Part V: Why It Took Four Years

Chronos did not result from a single breakthrough. It emerged from sustained iteration and layered work across:

• Dataset construction: 15 million GitHub issues with linked PRs, 8 million stack traces mapped to successful resolutions, 3 million CI/CD logs from failed builds, all aligned to fix outcomes

• Benchmarking: Development of the Multi Random Retrieval (MRR) benchmark with 5,000 real-world scenarios designed to test retrieval and reasoning across scattered signals

• Execution sandboxes: Allowing Chronos to test, observe, and refine its patches within CI-like environments, averaging 2.2 iterations to success

• Systemic ablations: Removing and reworking components that failed in real-world evaluations, with each component contributing 15-30% to overall performance

We rebuilt Chronos multiple times. Not because the models were weak, but because the framing of the problem was wrong.

We were not building an assistant. We were modeling a debugging process.

Part VI: Where Chronos Stands Today

Chronos-1, our first full debugging-native model, achieves:

• 67.3% ± 2.1% success rate on end-to-end debugging workflows (4-5x better than GPT-4.1 and Claude 4 Opus)

• 89.2% retrieval precision from memory graph traversal with 84.7% recall

• 2.2 average fix cycles, compared to 4.8 for competing systems

• 94.6% regression avoidance, ensuring fixes don't introduce new bugs

• $8.1M annual savings for a 100-engineer team with 47:1 ROI in the first year

The effect size (Cohen's d=3.87) demonstrates this isn't incremental improvement, it's a paradigm shift.

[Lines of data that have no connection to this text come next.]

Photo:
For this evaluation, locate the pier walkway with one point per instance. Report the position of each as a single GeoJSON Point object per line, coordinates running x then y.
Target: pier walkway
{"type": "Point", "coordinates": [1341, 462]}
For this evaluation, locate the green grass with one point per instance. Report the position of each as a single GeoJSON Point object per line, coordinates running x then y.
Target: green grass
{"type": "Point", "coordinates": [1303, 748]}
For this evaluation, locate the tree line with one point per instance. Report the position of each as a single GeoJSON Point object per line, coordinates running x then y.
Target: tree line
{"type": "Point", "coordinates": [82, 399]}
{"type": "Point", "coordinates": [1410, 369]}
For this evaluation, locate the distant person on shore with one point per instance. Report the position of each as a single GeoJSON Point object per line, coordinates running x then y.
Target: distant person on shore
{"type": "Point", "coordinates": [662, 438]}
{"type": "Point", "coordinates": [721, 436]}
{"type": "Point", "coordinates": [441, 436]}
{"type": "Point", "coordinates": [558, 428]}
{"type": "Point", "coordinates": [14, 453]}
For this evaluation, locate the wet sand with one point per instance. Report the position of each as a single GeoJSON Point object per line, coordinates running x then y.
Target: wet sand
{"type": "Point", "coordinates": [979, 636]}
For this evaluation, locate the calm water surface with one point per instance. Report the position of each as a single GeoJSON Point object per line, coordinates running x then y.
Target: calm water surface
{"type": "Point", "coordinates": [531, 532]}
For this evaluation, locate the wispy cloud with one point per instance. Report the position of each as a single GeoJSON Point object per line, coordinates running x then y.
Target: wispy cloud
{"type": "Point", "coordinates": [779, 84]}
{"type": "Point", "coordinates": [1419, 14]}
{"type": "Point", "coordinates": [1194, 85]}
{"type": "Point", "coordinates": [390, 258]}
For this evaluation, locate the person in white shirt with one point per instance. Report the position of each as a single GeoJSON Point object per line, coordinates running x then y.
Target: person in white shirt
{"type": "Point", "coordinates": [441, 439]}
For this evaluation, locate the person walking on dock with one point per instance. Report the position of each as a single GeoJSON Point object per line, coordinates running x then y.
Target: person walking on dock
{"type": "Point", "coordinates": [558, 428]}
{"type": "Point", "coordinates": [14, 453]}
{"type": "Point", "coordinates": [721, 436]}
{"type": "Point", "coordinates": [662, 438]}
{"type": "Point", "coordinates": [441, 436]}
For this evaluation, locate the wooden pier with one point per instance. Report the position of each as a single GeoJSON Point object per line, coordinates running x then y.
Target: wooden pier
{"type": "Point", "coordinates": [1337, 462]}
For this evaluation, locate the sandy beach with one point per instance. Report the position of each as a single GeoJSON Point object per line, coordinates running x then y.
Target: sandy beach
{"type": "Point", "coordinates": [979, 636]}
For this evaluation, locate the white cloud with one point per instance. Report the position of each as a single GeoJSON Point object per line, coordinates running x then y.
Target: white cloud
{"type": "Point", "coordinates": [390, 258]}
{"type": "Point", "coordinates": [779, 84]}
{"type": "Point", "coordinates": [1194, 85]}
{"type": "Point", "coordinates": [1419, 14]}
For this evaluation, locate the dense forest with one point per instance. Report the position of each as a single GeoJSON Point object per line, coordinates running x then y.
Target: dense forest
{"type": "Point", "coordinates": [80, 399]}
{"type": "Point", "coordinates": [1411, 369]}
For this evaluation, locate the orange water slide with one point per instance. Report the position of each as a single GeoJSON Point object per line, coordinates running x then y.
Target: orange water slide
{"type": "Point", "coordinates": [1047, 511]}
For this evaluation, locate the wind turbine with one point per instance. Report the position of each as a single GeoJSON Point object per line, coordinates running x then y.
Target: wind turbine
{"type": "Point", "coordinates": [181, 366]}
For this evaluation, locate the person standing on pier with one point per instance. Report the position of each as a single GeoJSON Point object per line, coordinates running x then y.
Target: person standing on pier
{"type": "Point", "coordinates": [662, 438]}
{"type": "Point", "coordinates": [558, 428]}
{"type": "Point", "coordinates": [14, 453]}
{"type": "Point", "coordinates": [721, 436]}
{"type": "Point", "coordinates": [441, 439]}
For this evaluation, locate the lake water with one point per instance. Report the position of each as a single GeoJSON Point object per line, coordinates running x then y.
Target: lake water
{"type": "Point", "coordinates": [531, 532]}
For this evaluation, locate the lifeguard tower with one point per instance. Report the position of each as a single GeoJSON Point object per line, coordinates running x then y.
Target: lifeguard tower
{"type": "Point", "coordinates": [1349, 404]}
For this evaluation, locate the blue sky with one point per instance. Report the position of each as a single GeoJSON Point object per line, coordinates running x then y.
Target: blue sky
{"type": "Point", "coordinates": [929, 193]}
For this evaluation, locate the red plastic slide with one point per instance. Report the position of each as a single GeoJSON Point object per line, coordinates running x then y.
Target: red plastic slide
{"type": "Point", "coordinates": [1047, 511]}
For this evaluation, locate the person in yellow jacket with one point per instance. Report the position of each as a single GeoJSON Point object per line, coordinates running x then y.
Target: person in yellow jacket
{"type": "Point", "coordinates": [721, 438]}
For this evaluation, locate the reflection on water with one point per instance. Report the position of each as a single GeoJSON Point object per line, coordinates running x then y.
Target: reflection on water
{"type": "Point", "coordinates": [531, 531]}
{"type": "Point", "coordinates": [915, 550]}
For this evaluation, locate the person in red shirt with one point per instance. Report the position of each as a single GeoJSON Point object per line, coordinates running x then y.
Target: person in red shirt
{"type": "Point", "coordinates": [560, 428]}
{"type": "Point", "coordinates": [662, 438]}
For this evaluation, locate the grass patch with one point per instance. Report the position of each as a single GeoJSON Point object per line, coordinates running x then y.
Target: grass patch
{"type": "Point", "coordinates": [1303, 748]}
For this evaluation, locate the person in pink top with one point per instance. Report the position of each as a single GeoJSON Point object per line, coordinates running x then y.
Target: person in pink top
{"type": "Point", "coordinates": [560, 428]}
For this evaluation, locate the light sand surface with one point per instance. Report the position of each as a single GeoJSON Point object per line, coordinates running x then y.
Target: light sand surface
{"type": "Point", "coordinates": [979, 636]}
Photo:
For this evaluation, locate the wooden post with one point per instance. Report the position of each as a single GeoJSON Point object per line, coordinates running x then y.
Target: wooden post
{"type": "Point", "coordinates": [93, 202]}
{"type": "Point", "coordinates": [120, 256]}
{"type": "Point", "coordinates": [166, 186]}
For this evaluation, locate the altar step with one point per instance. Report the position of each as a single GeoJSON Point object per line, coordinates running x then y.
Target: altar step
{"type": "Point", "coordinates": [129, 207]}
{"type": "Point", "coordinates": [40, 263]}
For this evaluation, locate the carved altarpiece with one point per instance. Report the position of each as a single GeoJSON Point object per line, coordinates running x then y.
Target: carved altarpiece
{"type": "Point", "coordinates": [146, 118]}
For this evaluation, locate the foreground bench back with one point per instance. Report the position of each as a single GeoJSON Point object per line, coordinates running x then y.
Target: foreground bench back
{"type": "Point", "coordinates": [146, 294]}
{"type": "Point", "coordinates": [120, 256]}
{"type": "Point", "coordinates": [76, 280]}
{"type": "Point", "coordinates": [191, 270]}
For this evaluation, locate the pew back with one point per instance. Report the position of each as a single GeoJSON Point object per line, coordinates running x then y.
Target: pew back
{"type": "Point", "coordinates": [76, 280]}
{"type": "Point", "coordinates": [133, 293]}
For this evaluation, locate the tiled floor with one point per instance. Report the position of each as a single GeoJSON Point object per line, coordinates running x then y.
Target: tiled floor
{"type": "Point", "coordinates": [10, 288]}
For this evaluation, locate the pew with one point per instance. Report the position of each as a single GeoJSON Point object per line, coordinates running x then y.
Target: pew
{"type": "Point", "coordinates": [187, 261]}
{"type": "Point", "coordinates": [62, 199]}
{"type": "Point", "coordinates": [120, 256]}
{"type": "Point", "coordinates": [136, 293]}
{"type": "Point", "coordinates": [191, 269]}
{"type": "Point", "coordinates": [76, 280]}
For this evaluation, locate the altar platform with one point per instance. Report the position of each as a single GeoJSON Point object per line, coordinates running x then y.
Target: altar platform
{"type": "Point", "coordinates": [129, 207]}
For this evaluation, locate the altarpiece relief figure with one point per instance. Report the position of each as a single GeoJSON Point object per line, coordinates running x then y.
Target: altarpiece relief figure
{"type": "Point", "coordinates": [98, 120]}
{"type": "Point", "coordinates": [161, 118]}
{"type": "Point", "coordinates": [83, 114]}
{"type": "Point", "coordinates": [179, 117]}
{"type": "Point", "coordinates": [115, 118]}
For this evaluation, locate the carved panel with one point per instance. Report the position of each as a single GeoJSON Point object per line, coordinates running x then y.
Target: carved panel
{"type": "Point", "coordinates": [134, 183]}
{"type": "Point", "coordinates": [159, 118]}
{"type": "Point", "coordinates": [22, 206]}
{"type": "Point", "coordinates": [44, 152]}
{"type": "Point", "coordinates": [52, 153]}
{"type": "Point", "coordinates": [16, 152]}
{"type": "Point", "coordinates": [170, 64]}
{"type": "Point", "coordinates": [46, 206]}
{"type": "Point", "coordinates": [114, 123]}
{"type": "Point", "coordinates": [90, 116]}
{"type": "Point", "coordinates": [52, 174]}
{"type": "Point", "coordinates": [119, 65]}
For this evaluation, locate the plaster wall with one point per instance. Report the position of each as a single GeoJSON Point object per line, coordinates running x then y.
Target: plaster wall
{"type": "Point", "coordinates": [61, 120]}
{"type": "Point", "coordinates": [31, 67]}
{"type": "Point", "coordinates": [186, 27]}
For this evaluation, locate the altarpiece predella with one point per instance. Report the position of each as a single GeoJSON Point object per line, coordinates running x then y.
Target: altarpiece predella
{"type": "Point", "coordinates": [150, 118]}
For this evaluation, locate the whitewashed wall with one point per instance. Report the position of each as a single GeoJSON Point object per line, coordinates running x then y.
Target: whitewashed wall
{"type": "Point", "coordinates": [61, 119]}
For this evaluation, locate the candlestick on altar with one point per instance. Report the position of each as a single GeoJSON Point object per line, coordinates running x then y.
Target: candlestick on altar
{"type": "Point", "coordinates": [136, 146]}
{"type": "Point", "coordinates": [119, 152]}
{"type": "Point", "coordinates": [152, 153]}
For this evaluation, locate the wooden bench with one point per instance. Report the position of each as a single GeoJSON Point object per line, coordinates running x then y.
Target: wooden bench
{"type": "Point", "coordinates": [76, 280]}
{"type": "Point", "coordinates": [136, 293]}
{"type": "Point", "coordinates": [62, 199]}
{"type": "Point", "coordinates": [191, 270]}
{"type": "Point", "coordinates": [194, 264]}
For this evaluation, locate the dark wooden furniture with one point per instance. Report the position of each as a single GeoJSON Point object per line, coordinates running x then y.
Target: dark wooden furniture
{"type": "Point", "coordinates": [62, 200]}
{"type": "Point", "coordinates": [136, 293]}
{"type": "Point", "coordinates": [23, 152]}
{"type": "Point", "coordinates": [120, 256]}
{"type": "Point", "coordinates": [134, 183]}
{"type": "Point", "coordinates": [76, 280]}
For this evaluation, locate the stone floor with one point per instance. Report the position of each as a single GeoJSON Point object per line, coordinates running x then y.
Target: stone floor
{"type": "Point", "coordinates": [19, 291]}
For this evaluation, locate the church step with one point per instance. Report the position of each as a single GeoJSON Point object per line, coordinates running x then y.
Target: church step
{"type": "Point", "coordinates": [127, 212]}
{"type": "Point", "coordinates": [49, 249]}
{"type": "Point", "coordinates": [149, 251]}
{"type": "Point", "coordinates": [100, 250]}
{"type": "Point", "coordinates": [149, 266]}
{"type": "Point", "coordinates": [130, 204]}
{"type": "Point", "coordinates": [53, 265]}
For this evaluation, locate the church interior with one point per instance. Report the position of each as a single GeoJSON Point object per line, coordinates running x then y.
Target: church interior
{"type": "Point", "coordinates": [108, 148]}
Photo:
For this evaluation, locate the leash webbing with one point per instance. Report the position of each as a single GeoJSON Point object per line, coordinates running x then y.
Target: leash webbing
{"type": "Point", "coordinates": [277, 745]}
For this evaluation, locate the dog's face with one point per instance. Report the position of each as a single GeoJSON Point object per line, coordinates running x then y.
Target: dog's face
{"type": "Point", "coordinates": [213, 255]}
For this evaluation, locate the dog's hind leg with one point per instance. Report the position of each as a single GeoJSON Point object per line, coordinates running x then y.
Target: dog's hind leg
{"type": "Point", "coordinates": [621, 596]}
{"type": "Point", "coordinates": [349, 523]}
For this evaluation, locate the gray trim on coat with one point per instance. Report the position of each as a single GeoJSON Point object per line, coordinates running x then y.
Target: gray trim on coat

Chronos operates silently inside developer environments. It maintains long-term memory. It proposes structured fixes. It explains its rationale. And it improves with each feedback cycle.

Final Thoughts: Debugging as a Frontier

Most developer tools help you write code faster.

Chronos is designed to help you sustain it.

As systems grow in scale and complexity, debugging will not remain a side task. It becomes the foundation of reliability and team velocity.

We spent four years on debugging not because it was glamorous, but because it was repeatedly neglected. Solving it required a new architecture, new evaluation criteria, and a shift in how we think about software maintenance.

Human evaluation with 50 professional developers shows 89% preference over baselines, with developers reporting that AGR found cross-file dependencies they would have missed and PDM patterns saved hours on recurring issues.

Chronos was built for that purpose. Not just to generate code, but to reason through it.

The work is ongoing. But the foundation is here.

Chronos-1 will be available Q4 2025, with full deployment in Kodezi OS Q1 2026.